Conditions on the ground do not indicate the established rationale for the formation of a national government.

By Senator (R) Javed Jabbar | January 2024


As the terms “national government” and “coalition government” seem like step-siblings, it is necessary to distinguish them at the outset.

A coalition government is one in which different political parties, with their own respective philosophies, ideologies, manifestos intact nevertheless agree to form a government together. The reason for doing so is primarily because, in broad, general terms, the different parties share certain important basic notions. Almost always, one of these commonalities is to prevent the parties not participating in the coalition to be kept out of power. Thus, a coalition could be as much exclusionary as it is inclusionary.

In sharp contrast, a national government is one in which virtually all principal parties, including one or more that would be the chief “opposition” parties, to say, a coalition government, agree to share power and cease, at least for a particular period, to “oppose” the government of other major parties. In short, all come together. Because of a grave emergency in which either external or internal threats endanger the survival of the state, or pose an existential threat to economic security and continuity of the state, while retaining their respective, strongly diverging philosophies and ideologies. Thus, during the tenure of a national government, it is agreed that, in legislatures, no party with any consequential representation, will vote against the government on any matter.

Given the fact that, as of writing this brief reflection, just a few weeks ahead is the date of 8th February 2024 when general elections are due to be held, there are numerous variable factors that prevent any certainty or credible prediction of the outcome of voting. For instance: Whether the PTI will be fairly permitted to nominate candidates, whether they, in turn, will be permitted to campaign without impediments, seen and unseen, whether, on polling day itself, conditions at polling stations will be peaceful and orderly, specially where PTI candidates appear to be dominant; whether the vote-counting process will be transparent and whether the announcement of the tallied votes will be timely and acceptable to all, winners and losers; whether the onslaught of cases filed against the PTI leaders will be intensified in the weeks leading to 8th February; whether the state’s civil and military instruments, overt and covert, will be impartial; whether the Judiciary and the Election Commission of Pakistan (ECP) will promptly intervene to ensure fairness; whether the results will be ideal for a coalition government and if so, whether a coalition will be an adequate remedy to end uncertainty and restore stability --- without recourse to the extreme solution of a search for a national government ? And so on. With so many unknowns, is it premature at this stage to consider the prospect of a national government?

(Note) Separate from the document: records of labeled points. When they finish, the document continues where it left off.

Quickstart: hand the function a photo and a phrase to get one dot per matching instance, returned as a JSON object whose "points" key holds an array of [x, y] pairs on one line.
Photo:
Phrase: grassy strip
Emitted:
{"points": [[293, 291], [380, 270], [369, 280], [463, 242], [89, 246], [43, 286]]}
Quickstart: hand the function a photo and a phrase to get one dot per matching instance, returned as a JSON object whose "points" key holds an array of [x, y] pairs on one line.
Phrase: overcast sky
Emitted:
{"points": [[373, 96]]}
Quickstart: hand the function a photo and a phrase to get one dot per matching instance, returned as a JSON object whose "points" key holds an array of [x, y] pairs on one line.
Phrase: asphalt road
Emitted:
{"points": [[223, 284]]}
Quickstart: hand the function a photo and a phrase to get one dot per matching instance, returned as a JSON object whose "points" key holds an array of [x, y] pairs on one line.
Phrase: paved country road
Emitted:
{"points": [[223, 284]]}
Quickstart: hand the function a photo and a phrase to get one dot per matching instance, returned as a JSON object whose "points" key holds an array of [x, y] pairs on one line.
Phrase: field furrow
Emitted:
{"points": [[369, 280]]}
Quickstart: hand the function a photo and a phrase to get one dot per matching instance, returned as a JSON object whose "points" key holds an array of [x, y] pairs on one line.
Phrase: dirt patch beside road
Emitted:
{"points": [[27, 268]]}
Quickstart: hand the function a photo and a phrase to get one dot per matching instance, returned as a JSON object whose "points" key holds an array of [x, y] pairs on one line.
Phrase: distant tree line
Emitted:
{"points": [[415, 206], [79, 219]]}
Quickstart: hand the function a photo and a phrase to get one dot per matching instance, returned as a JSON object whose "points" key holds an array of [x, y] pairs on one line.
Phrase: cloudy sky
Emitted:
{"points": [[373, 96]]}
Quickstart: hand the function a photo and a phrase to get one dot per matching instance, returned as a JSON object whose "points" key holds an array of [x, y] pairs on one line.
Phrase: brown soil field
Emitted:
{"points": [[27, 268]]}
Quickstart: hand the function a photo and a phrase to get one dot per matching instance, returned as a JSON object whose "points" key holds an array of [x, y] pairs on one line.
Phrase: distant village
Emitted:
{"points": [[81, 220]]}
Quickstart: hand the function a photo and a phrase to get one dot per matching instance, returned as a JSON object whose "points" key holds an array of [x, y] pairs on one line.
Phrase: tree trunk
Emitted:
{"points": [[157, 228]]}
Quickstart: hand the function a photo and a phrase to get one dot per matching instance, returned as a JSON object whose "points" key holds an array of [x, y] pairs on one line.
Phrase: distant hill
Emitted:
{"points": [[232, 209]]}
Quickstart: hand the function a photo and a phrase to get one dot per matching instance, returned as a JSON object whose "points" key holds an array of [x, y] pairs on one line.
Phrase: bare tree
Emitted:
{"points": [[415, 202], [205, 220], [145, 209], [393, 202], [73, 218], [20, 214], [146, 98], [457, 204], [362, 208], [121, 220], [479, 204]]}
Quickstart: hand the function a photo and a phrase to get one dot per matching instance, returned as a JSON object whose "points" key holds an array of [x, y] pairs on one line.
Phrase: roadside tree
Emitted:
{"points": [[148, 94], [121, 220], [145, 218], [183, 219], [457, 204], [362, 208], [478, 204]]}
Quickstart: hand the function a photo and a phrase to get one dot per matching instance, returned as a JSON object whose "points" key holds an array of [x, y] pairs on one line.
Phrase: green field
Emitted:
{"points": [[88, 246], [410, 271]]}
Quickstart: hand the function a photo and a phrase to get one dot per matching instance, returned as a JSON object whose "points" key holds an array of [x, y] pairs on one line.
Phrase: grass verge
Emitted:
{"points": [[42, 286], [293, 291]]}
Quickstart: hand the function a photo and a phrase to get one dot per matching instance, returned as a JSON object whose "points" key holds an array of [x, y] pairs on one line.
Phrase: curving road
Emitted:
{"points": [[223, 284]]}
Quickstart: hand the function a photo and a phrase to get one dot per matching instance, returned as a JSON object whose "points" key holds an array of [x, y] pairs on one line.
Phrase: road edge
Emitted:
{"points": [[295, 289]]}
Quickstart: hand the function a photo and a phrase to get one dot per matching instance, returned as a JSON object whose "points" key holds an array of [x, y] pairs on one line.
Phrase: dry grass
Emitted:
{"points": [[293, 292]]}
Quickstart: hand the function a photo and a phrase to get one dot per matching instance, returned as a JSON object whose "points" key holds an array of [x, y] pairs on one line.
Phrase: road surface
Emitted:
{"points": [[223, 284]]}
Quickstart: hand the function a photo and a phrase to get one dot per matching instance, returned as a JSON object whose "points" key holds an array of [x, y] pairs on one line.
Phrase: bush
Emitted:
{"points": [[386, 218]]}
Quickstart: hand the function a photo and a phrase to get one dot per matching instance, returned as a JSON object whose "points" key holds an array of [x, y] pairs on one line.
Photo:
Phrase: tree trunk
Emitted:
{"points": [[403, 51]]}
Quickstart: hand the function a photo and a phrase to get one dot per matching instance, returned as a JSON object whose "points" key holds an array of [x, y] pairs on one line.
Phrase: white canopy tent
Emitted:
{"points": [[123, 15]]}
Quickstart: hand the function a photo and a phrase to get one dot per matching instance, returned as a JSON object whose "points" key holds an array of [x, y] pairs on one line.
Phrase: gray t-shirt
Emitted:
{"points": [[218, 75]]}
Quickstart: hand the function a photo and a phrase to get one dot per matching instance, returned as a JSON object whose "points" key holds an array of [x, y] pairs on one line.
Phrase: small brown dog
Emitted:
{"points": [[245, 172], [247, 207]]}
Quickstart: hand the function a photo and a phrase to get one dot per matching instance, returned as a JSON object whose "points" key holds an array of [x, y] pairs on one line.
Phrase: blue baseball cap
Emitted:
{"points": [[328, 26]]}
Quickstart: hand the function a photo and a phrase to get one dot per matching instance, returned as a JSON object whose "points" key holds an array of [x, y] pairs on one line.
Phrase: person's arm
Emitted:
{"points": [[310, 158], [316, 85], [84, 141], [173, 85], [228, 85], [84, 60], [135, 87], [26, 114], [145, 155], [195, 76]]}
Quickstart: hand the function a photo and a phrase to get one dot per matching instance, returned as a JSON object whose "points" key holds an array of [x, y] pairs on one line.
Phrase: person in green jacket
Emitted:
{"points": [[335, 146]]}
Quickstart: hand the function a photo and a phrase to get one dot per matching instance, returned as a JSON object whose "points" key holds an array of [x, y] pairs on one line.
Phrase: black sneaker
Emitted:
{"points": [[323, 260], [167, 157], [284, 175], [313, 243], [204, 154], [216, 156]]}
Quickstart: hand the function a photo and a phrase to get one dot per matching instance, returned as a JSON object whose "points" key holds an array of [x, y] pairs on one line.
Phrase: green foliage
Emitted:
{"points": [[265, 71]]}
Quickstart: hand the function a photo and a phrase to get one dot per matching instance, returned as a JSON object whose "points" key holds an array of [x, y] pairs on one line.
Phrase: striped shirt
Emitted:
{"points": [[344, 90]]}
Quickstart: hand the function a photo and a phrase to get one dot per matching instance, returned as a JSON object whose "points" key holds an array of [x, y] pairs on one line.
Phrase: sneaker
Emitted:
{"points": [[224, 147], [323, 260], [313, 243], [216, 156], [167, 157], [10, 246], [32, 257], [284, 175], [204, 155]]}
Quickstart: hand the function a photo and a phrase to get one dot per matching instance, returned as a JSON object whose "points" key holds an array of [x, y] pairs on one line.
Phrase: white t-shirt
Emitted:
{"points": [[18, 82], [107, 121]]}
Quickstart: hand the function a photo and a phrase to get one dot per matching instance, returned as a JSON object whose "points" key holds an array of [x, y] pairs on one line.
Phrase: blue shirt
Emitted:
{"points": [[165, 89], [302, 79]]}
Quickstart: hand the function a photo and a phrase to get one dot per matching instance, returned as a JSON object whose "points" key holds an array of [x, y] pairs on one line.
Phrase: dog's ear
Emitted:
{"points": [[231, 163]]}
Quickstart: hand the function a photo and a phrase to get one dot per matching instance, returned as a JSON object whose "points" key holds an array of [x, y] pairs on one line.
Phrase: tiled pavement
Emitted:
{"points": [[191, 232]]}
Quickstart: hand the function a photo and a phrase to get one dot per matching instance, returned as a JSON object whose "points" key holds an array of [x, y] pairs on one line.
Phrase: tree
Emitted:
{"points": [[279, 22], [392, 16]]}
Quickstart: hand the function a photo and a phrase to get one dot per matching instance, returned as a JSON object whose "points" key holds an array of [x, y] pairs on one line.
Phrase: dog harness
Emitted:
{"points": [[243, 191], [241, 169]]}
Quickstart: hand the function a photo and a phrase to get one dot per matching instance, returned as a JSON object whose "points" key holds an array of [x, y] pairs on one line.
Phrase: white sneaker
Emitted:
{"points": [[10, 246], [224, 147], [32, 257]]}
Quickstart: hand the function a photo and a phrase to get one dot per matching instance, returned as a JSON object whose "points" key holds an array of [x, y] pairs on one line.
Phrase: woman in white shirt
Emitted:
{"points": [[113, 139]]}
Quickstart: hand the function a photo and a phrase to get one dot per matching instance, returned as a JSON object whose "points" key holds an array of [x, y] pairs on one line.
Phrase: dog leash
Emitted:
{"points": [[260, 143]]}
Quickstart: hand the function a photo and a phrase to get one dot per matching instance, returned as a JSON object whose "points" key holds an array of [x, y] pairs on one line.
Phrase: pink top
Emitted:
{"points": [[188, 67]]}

This writer’s response is: regardless of how the imponderable options as listed above work out pre and post-8th February, the concept of a national government --- when there is no immediate threat of war with another state, or a total, pulverizing collapse of most organs of the state – is antithetical to the system of multi-party parliamentary democracy. Because this form of electoral governance is rooted in, and shaped by the principle of adversarial conflict: those in power must be opposed by those not in power, irrespective of how good or bad are the policies and acts of the holders of power. Partisanship is the poison of democracy. It divides and alienates citizens of the same, single state ostensibly on the basis of ideology but more intensely, purely on the basis of loyalty to party --- and to party leader! --- Notwithstanding shared citizenship of a country whose larger interests will be damaged due to partisanship’s capacity to prevent cooperation for the greater good of all.